Is (1/♾️)+(1/♾️), Indeterminate?

Maybe.

For (1/♾️)+(1/♾️)

Will equal,

(1*1+1*♾️+♾️ 1)/(♾️)

Which is (♾️/♾️). 

Which is indeed indeterminate.

While (0/1)+(0/1) is not intermediate. 

Due to: lim x→infinity [ 1/x ] = 0

So lim x→infinity [ 1/x + 1/x ] = lim x→infinity [ 1/x ] + lim x→infinity [ 1/x ] = 0+0 = 0

That mean: 1/infinity + 1/infinity = 0

Is not intermediate.

Nope Sir,

1/infinity is positive 

-1/infinity is negative

0 is both.

Can you disprove that 1/infinity is positive?

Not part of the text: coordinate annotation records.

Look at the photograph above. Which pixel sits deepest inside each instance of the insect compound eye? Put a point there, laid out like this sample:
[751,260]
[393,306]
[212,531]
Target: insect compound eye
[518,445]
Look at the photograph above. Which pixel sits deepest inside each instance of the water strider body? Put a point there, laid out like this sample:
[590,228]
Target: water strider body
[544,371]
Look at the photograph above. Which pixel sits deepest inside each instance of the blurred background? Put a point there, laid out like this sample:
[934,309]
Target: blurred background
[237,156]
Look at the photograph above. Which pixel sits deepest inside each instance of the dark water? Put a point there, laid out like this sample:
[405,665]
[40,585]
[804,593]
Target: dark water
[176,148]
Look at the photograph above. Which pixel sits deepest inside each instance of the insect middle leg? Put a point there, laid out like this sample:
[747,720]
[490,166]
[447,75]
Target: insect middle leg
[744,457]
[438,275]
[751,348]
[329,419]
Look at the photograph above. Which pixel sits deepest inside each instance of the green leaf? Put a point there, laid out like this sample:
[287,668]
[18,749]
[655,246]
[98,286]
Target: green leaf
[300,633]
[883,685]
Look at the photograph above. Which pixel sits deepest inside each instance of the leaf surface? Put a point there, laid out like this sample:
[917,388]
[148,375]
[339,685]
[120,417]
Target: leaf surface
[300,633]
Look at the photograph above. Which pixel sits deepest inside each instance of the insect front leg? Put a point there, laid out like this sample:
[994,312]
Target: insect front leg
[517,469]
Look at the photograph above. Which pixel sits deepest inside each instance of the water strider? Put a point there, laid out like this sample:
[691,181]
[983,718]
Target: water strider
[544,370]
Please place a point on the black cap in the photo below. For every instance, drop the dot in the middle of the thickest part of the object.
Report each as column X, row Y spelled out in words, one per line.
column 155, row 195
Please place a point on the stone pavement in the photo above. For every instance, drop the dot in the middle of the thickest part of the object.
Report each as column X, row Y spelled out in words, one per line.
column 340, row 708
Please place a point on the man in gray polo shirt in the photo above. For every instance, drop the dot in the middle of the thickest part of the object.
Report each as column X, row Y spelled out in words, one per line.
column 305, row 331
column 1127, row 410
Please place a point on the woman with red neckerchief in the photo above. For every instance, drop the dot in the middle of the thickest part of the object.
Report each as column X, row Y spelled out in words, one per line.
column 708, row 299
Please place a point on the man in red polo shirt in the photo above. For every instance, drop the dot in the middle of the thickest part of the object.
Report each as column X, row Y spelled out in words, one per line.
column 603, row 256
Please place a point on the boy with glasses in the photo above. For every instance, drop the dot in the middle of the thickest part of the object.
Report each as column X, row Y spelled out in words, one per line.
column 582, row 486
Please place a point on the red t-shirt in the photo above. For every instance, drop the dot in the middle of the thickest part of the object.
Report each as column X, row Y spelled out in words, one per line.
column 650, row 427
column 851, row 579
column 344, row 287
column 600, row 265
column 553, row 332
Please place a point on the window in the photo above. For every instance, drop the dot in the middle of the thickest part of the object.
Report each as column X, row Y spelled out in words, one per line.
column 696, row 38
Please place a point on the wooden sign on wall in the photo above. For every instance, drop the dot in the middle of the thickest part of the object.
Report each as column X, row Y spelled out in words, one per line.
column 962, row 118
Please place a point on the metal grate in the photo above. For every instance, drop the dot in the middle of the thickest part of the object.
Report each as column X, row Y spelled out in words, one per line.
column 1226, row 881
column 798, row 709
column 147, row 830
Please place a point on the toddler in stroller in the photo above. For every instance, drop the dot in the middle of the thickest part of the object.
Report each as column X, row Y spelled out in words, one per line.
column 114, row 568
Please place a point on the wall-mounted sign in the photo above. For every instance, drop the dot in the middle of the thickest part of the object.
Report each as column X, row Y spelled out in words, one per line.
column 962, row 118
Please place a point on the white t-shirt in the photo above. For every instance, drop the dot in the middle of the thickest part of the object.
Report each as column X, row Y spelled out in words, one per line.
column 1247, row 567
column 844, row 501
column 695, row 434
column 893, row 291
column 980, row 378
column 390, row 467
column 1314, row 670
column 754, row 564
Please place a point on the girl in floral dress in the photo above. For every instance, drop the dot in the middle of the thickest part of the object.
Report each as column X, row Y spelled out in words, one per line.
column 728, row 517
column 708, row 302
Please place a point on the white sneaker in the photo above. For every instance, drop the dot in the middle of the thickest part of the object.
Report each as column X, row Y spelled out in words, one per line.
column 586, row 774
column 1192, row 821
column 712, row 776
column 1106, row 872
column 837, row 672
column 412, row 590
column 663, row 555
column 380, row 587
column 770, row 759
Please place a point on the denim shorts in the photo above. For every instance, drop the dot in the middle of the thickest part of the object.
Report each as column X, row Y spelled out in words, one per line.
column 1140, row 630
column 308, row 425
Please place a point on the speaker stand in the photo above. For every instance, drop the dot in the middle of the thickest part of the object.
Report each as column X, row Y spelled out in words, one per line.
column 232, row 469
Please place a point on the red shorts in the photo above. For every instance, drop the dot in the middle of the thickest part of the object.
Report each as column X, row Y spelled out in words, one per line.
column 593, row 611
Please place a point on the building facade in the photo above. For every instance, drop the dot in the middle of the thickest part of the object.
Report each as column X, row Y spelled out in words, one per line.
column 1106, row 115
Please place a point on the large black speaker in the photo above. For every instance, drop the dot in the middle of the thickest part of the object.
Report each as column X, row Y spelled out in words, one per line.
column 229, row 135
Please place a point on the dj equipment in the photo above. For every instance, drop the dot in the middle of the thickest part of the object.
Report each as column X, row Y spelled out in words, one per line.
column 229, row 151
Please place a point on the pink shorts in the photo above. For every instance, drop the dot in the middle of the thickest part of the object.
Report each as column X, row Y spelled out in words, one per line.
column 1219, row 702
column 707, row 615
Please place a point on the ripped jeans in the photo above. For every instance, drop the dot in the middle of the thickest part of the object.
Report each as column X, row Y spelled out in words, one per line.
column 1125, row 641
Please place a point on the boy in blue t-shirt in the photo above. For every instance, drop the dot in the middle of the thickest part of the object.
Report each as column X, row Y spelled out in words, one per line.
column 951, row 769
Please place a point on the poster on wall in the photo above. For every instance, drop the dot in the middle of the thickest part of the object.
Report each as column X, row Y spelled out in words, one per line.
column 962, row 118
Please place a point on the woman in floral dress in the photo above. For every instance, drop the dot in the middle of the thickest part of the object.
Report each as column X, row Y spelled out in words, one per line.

1/infinity = 0, so it is 0 + 0 which is 0 right lol

UGH after my ge9metry lesson I had a few years back I’ve hated the word prove and explain

Nope,

(1/infinity)^-1 equals infinity/1 And not (-1/infinity)

While (0^-1) equals 1/0 both which is  + and - infinity. 

(1/infinity)^-1 will prove that 1/infinity is not 0, other than as limit, and is unique from -infinity^-1, and 0.

Infinity is actually not a real number but it’s just a symbol showing that sequence is convergence to infinity. Your viewed it as the sum of two fraction and proof like this. It mean that you multiplied by infinity both the numerator and the denominator. Therefore an error occurred.

No Sir, no error with the arithmetic occurred.

And if infinity is not negative or positive and  not a number whatsoever.

Then 1/"infinity" would equal just an unchanged 1.

Wait. If 1/infinity = 0.000...005 × infinity

So 1/infinity + 1/infinity = (0.000...005 + 0.000...005) × infinity = 0.000...01 × infinity [Unclear, can not be concluded]

However, value of 0.000...005 × infinity is interminate. So I still don't understand why you said that 1/infinity is equal to 0.000...005 × infinity

I think 1/infinity = 0.000...005 (not 0.000...005 × infinity)

1/infinity + 1/infinity = (1+1)/infinity = 2/infinity ?

I think Infinity is definitely positive. but not a real number.

I agree, Sir.

your prove?

1/infinity + 1/infinity

= (1×infinity / infinity×infinity) + (infinity×1 / infinity×infinity)

= ((1×infinity)+(infinity×1)) /infinity²

= infinity / infinity

Because of if you use the algebraic identity: a/b+c/d = ad/bd + bc/bd = (ad+bc) / bd That means you multiply by infinity both numerator and denominator.

It does prove that the sum, (1/♾️)+(1/♾️) can only be derived by dividing infinity into infinity.

Looks like that's what caused an error like 2/3 = 2×infinity / 3×infinity = infinity/infinity

in the same way as 1/infinity = 1×infinity / infinity×infinity

Compare it to a method which uses only the distribution property.

1/infinity + 1/infinity = (1+1)/infinity = 2/infinity